> >

Daya Beli Kelas Menengah Turun, Pengamat Ingatkan Ekonomi Negara Mudah Kena Krisis

Ekonomi dan bisnis | 8 Agustus 2024, 13:29 WIB
Para pekerja menaiki anak tangga jembatan penyeberangan orang di Jalan Gatot Subroto, Jakarta, saat jam pulang kerja, Senin (19/6/2023). (Sumber: Kompas.id)

JAKARTA, KOMPAS.TV- Direktur Eksekutif Center of Reform on Economics (CORE) Indonesia Mohammad Faisal menyatakan, pelemahan konsumsi rumah tangga yang saat ini terjadi disebabkan oleh menurunnya daya beli kelas menengah. 

Meski konsumsi rumah tangga masih menyumbang lebih dari 50% pertumbuhan ekonomi kuartal II 2024, Badan Pusat Statistik mencatat konsumsi rumah tangga terus turun dalam 9 bulan terakhir. 

Pada triwulan IV-2023 (Oktober-Desember), konsumsi rumah tangga hanya tumbuh 4,47 persen.

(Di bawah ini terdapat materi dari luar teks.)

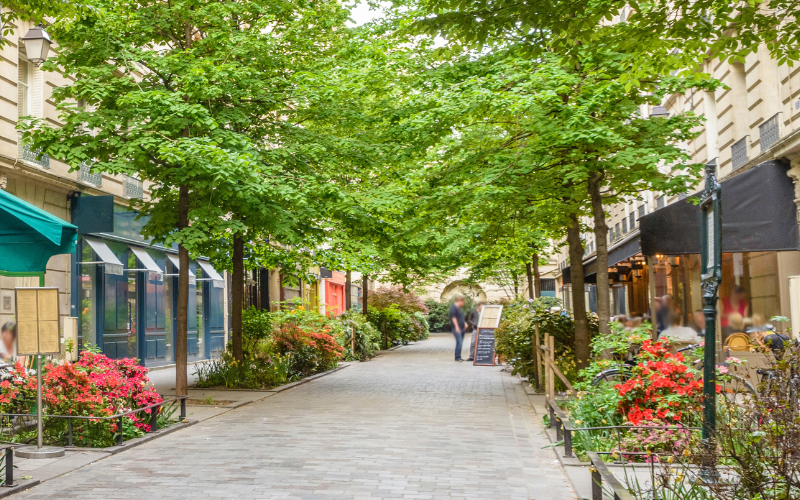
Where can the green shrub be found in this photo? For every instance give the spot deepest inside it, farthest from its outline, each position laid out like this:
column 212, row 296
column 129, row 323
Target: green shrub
column 367, row 337
column 515, row 334
column 438, row 315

Pada triwulan I-2024 (Januari-Maret), konsumsi tumbuh 4,91 persen. Terakhir, konsumsi rumah tangga hanya mampu tumbuh 4,93 persen pada triwulan II-2024 (April-Juni).

Baca Juga: Pertumbuhan Ekonomi RI 5,05 Persen di Triwulan II-2024, Konsumsi Rumah Tangga Berkontribusi Terbesar

Menurut Faisal, kelas menengah, khususnya menengah-bawah, adalah motor utama pertumbuhan ekonomi yang menyumbang hingga separuh dari total konsumsi rumah tangga.

”Income dan daya beli masyarakat kelas menengah memang sudah turun, dan itu memengaruhi seluruh tingkat konsumsi rumah tangga sehingga di bawah 5 persen. Itu juga yang akan menahan laju peningkatan pertumbuhan ekonomi secara umum,” kata Faisal seperti dikutip dari Kompas.id, Kamis (8/8/2024). 

Faisal mengatakan, jika daya beli kelas menengah melemah, maka pondasi perekonomian suatu negara akan rapuh.

Baca Juga: BPS Catat Deflasi 0,18 Persen pada Juli 2024, Disumbang Harga Bawang Merah dan Cabai Merah

”Pertumbuhan yang baik dalam jangka panjang bisa tercapai jika kelas menengahnya kuat, bukan bertumpu pada kelas atas. Tanpa kelas menengah yang kuat, negara akan gampang terkena guncangan krisis,” ujarnya. 

Data BPS diatas menjadi sinyal kondisi yang tidak wajar. Lantaran secara historis, konsumsi masyarakat semestinya meroket pada periode itu karena adanya faktor momen Ramadhan, Idulfitri, dan musim liburan sekolah.

Faisal menilai, bukan tidak mungkin tekanan yang dialami kelas menengah saat ini akan menjadi krisis sosial.

Baca Juga: Kelas Menengah di Indonesia Terpuruk, Fenomena “Chilean Paradox” Sudah Terjadi?

Ia menuturkan, banyak kebijakan pemerintah yang selama ini menekan kelas menengah. Sehingga ke depannya pemerintah harus lebih hati-hati lagi agar tidak mengeluarkan kebijakan yang bisa semakin menekan kelas menengah. 

”Sebab, kalau melihat arah kebijakan saat ini, sudah banyak yang menjurus ke situ. Termasuk kenaikan pajak pertambahan nilai (PPN) jadi 12 persen, perluasan cukai, dan lain sebagainya yang bisa semakin menekan daya beli,” ungkapnya.